I stopped by Canada for two days during my 3-week trip the US to visit my ex-colleagues. I can only conclude that Canadians are probably one of the nicest, most gracious people in the world.
It all started when I arrived at the passport control at Toronto International Airport. The lines were short and it was soon my turn.
The customs officer was a young lady in her twenties.
‘How long will you be here? Where are you going after this? How long more will you be in the US?’ she asked, in a factual, monotone sort of way.
I answered those questions without a problem.
‘Why are you visiting Canada?’
‘I’m visiting a friend.’ I said earnestly, in the friendliest manner I could muster. I’m by far a very innocent person, and I find that being friendly helps to project that innocence.
‘How do you know each other?’ she probed.
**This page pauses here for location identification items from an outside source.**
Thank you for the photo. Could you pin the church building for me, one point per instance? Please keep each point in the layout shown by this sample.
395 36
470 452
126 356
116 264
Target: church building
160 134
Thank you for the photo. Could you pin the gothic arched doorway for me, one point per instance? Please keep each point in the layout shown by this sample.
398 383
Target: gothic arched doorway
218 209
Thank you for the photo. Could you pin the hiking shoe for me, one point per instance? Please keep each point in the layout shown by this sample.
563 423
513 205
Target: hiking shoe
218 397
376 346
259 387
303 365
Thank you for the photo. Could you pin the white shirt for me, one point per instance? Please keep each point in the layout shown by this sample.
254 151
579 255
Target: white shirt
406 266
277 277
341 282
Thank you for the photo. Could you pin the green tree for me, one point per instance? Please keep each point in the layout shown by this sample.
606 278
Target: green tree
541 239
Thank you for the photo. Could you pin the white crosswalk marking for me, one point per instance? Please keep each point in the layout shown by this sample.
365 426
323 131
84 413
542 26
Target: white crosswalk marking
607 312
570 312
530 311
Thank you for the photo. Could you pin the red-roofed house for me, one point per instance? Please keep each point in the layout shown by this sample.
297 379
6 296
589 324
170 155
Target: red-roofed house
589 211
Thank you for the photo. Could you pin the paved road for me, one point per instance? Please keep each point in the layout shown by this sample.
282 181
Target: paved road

At that moment, I felt that immigration officers could double up as novelists, if they were to document the stories of tens and thousands of lives which passed through the gates each day.
I gave her the full details.
‘Any gifts for your friend?’ she asked.
‘Oh yes, this.’ I said rather proudly, pointing to the bottle of duty-free Ardbeg single malt whiskey that I was planning to give to my ex-colleagues. I imagined them to be very pleased upon the receipt of this fine gift.
At this moment, her face changed. Her toneless, bureaucratic, this-is-just-a-job voice grew serious.
‘Under Canadian law, no citizens of Canadians or North America are allowed to receive duty-free gifts of alcohol and tobacco.’
Uh-oh… what have I done…
I was slightly appalled and recovered just in time to say, “Oh, I see.. In that case I’ll have that for myself then.’ I replied, in the most convincing tone I could muster.
‘Are you absolutely certain that this would not be used as a gift and would be consumed by yourself only?’ she said in a stern voice.
Now I’m not an expert at reading facial expressions, but I think I saw a knowing smile on her face. I could be wrong.
‘Yes, I’m absolutely sure. I’ll have the whole thing,’ I said with conviction, though the image of a small-sized Asian girl gulping down glass after glass of a rather peatish single malt whiskey did seem to be quite amusing, and I couldn’t help but break into a smile.
She let me pass without much ado, and I caught up with my travelling companion G.
Friend G was flabbergasted. ‘You told them you had alcohol as gifts?’
‘Yupp, honesty is the best policy. In all my travels in Asia, no one has ever asked me if I had gifts for friends.’ I explained.
‘Whether a bottle of alcohol should be a gift is a decision you should make after customs,’ he said. He shared the story of a friend who had a similar experience. But unlike me who was fortunate to deal with a magnanimous immigration official, his friend was subscribed to a lengthy bag-checking exercise, which took a really long time.
This incident resonated with me because it’s been a while since I’ve had to look into someone’s eyes and achieve a common understanding without words. I used to do that all the time in India and I’d never imagine having to do so in an English-speaking country like Canada.